La dictée de contrôle se déroule de la manière suivante: le professeur lit le texte à haute voix, en dictant successivement les groupes de mots sans les répéter. Puis, le texte dicté, le maître le relit à haute voix. Les élèves disposent de quelques minutes pour relire la dictée silencieusement. Ensuite, on procède à la correction.
La copie
C’est un exercice traditionnel, qui ne suppose pas une méthode particulière.
La copie mentale
Cet exercice apprend aux élèves à copier un groupe de mots, voire une phrase, sans regarder le modèle qui figure au tableau noir. Après quelques secondes d’une observation silencieuse par tous, afin d’assurer une bonne mémorisation du modèle, le maître essuie le tableau noir ou el retourne. En silence, les enfants écrivent et le professeur n’intervient pas à ce moment. Le modèle étant de nouveau sous les yeux des élèves, on procède à la correction de la phrase.
La copie mentale peut être pratiquée cinq à dix minutes chaque jour. Elle est très utile, car les enfants apprendront à copier un texte par groupe de mots. C’est un excellent exercice d’apprentissage de l’orthographe, car il stimule la capacité d’attention soutenue des élèves.
Les textes à compléter
C’est un exercice à être réalisé collectivement ou par équipes. Il comporte plusieurs phases:
- le travail personnel (5-10’);
- la mise au point au niveau de l’équipe (discussions, recherches dans les manuels d’orthographe et des dictionnaires);
- le bilan au niveau du groupe-classe, chaque équipe apportant sa contribution à la mise au point collective.
La dictée commentée
Dès le début, les élèves doivent être prévenus sur les modalités de cet exercice.
Tout d’abord, le maître lit le texte, ensuite il pose une ou deux questions sur le sens général du passage choisi. Puis, le professeur fait une deuxième lecture de la première phrase du texte. Les élèves seront invités à faire un commentaire concernant les mots ou les expressions qui se trouvent dans le texte. On continue le commentaire et les élèves feront quelques remarques. A la fin, après avoir fini le commentaire, le maître relit la première phrase, un élève la répète à haute voix d’une manière claire et distincte. Au signal sonore magistral, chaque élève prend son stylo et travaille en silence, en reproduisant la phrase sur le cahier. Pour ce qui est le reste du texte, on peut appliquer la même procédure.
Il n’est pas recommandable de commenter l’orthographe d’un mot pendant que les élèves écrivent le texte.
La dictée commentée présente un avantage extraordinaire: à l’aide de celle-ci, les élèves seront habitués à effectuer mentalement les opérations nécessaires en vue d’une bonne acquisition de l’orthographe.
L’auto-dictée
Cet exercice peut s’effectuer soit en étudiant le texte à la maison, soit en l’étudiant en classe.
La première conception suppose que les élèves apprennent chez eux, le soir, un texte de quelques lignes dans leur manuel de lecture.
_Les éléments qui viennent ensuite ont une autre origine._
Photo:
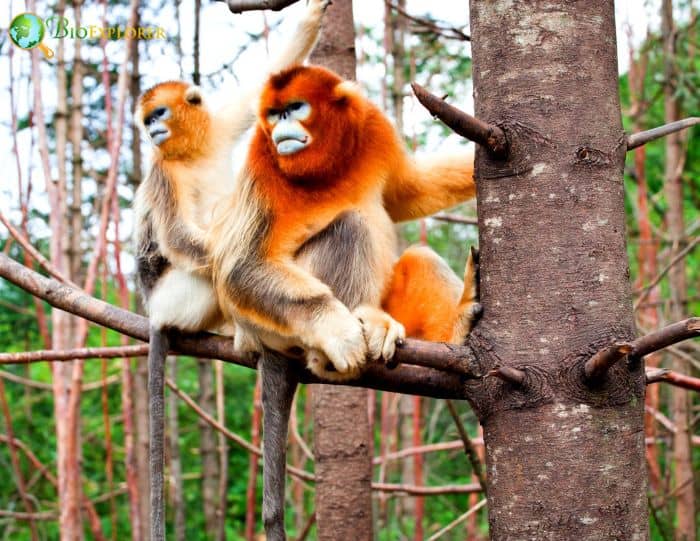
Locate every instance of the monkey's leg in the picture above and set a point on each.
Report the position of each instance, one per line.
(157, 352)
(279, 383)
(428, 298)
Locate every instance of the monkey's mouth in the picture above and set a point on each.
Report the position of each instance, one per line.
(291, 145)
(159, 135)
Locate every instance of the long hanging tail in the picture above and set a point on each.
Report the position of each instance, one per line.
(469, 309)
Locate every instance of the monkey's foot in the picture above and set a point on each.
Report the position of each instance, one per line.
(382, 332)
(339, 350)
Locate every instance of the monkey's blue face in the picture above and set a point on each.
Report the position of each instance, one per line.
(156, 126)
(288, 133)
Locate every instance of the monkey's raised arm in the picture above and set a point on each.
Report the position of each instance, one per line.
(239, 113)
(423, 186)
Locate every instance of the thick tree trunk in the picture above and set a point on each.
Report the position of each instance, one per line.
(565, 460)
(673, 186)
(341, 426)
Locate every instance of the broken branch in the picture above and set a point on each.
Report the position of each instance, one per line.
(597, 366)
(239, 6)
(674, 378)
(672, 334)
(489, 136)
(638, 139)
(509, 374)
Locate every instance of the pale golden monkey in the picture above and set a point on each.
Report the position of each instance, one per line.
(191, 171)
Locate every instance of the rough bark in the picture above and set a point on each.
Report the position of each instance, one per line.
(341, 426)
(673, 187)
(565, 460)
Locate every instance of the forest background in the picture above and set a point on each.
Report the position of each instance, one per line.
(77, 130)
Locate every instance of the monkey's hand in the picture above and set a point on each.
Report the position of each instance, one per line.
(339, 349)
(382, 332)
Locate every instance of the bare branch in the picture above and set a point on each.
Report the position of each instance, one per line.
(455, 219)
(679, 256)
(491, 137)
(406, 379)
(597, 366)
(672, 334)
(638, 139)
(34, 253)
(26, 357)
(457, 521)
(469, 449)
(674, 378)
(509, 374)
(427, 491)
(239, 6)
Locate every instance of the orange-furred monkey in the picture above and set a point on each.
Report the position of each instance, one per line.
(190, 173)
(303, 254)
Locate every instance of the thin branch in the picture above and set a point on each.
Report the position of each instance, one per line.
(26, 357)
(455, 219)
(469, 449)
(673, 378)
(457, 521)
(679, 256)
(672, 334)
(597, 366)
(638, 139)
(47, 515)
(451, 32)
(427, 491)
(429, 448)
(491, 137)
(242, 442)
(509, 374)
(406, 379)
(239, 6)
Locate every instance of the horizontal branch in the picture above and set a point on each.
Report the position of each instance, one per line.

Ils étudient telle forme verbale qu’ils révisent dans leur livre de grammaire à la page indiquée par le professeur. Ils copient tel mot dont la graphie est difficile. Chacun prépare le texte et ne se contente pas de l’apprendre par cœur.
Le lendemain, en silence, chaque élève l’écrit sur son cahier.
Cette façon d’employer l’auto-dictée s’adresse à des élèves qui ont “appris” à apprendre.
La deuxième conception vise un texte que les élèves ne voient pas. Le professeur le lit, en s’assurant de sa compréhension. Ensuite, on procède à l’étude de la première phrase. On fait mémoriser le texte phrase par phrase. A la fin de l’exercice, on récapitule “de mémoire” l’ensemble du texte. Le lendemain matin, le professeur le relit deux fois. Ensuite, chaque enfant le transcrit “de mémoire” sur son cahier de devoir. La correction se fait comme à l’ordinaire.
La dictée rapide
Cet exercice peut avoir plusieurs formes:
- dictée magistrale;
- dictée mutuelle;
- dictée suivie.
La dictée magistrale
Chaque jour, pendant quelques minutes, le professeur procède au contrôle des mots révisés du carnet studiométrique. Ces termes seront insérés dans des phrases orales par le maître. Chaque élève écrit seulement les mots en question. Pour chaque faute faite, l’auteur copie le terme correspondant sur un papillon qu’il place dans sa “boîte à mots”.
La dictée mutuelle
Par groupe de deux, une fois par semaine, les élèves peuvent contrôler mutuellement les acquisitions de la “boîte à mots”. Exercice de 5-10’.
La dictée suivie
C’est une variante de la dictée rapide. Le professeur ne doit pas se contenter de dicter des mots isolés. Il dicte un mot caractéristique du récit qu’il raconte. Sur une feuille, les élèves écrivent ce mot. Celui-ci ne doit pas être choisi au hasard. Il est connu par les élèves, qui doivent l’orthographier correctement.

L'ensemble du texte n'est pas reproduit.